Ingredients Needed for Creamy Miso Parmesan Pasta
Pasta – You’ll need 8 ounces of bucatini pasta for this recipe. I used Delallo Foods bucatini and it tasted amazing. Be sure to cook it al dente as it will continue to cook in the pan with the sauce and cheese. Be sure to salt your water as well.
Pasta Water – Be sure to reserve about ½ – ¾ cup of pasta water. You’ll need some to dissolve the miso and some more to help melt the parmesan cheese.
Butter – You’ll need salted butter for this recipe.
Shallot / Garlic – finely dice one small shallot for this recipe. You’ll also need about 2 cloves of minced garlic.
Miso Paste – For this recipe, you’ll need sweet white miso paste. Do not use any other type as they all vary in flavor and saltiness.
Grated Parmesan Cheese – You’ll need freshly grated parmesan cheese for this recipe.
Furikake – You’ll need furikake for this recipe. If you do not have any handy, you can used crushed nori sheets and sesame seeds.
How to Make Creamy Miso Parmesan Pasta
Boil a pot of water.
Add salt and cook the bucatini according to the package. Al dente is best.
Reserve about ½ -3/4 cup of pasta water and drain the pasta.
In a saucepan, add the butter, garlic and shallots.
Once lightly browned, add the miso paste and some of the pasta water to help dissolve the miso. Whisk until well combined.
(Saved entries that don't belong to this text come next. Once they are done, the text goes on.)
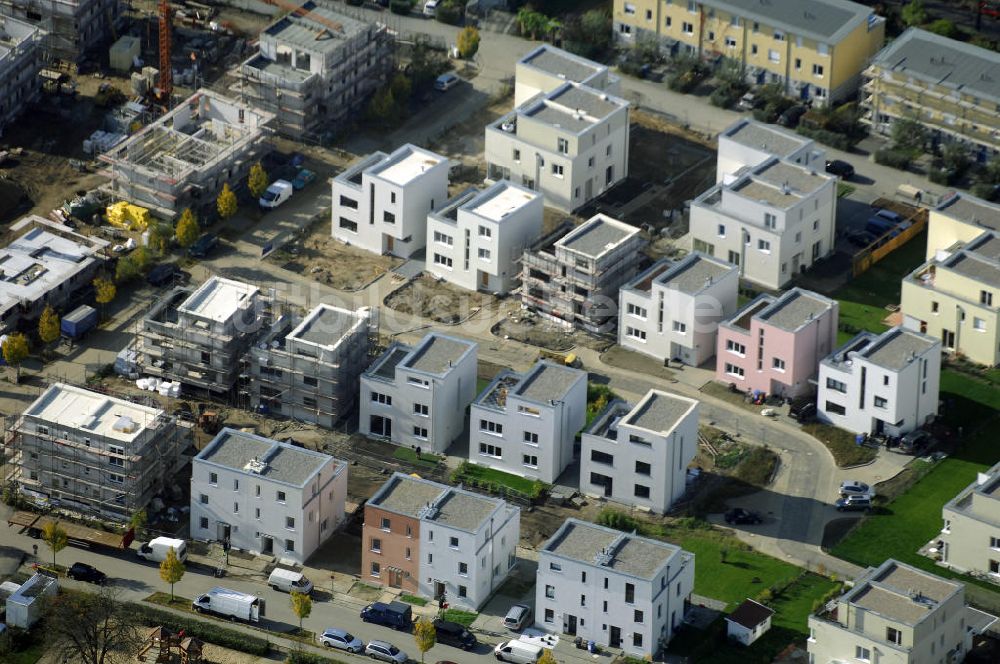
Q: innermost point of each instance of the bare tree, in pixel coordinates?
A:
(93, 628)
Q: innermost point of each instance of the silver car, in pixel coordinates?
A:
(342, 640)
(386, 652)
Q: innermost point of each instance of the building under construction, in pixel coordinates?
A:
(72, 27)
(199, 338)
(308, 368)
(96, 454)
(315, 69)
(182, 159)
(20, 61)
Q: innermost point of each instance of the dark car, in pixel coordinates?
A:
(740, 516)
(840, 168)
(453, 634)
(85, 572)
(791, 117)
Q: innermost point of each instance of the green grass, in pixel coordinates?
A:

Add the cooked pasta and the parmesan cheese.
Mix well, slowly adding more pasta water as needed to melt the cheese.
Once the pasta is creamy, top with furikake and enjoy.
Storage
Store any leftovers in an airtight container in the refrigerator for three to four days. Reheat in the microwave.
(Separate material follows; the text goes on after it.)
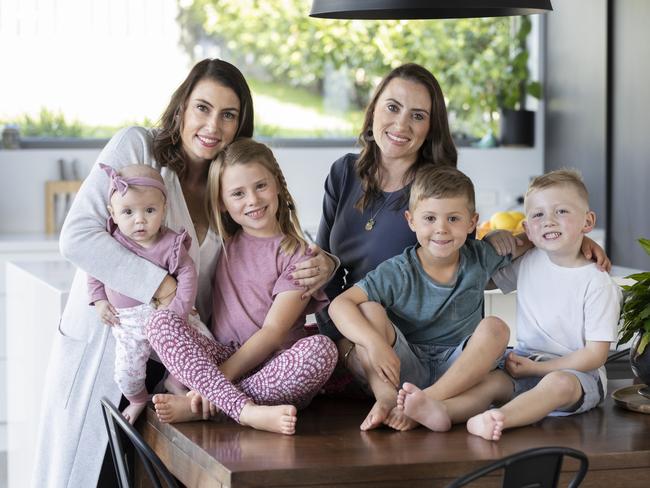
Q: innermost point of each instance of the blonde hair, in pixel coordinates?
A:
(441, 182)
(560, 177)
(249, 151)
Creamy Miso Parmesan Pasta
Ingredients
Creamy Miso Parmesan Pasta
- 8 ounces bucatini, al dente
- 2 tablespoons salted butter
- ½ – ¾ cup pasta water
- 2 cloves garlic, minced
- ¼ cup shallots, minced, about 1 shallot
- 1 tablespoon white miso
- ½ cup parmesan grated
- 2 teaspoons furikake as garnish
Equipment
- 1 pasta pot
- 1 measuring cup for pasta water
- 1 colander
- 1 saucepan
Instructions
- Boil a pot of water.
- Add salt and cook the bucatini according to the package. Al dente is best.
- Reserve about ½ -3/4 cup of pasta water and drain the pasta.
- In a saucepan, add the butter, garlic and shallots.
- Once lightly browned, add the miso paste and some of the pasta water to help dissolve the miso. Whisk until well combined.
- Add the cooked pasta and the parmesan cheese.
- Mix well, slowly adding more pasta water as needed to melt the cheese.
- Once the pasta is creamy, top with furikake and enjoy.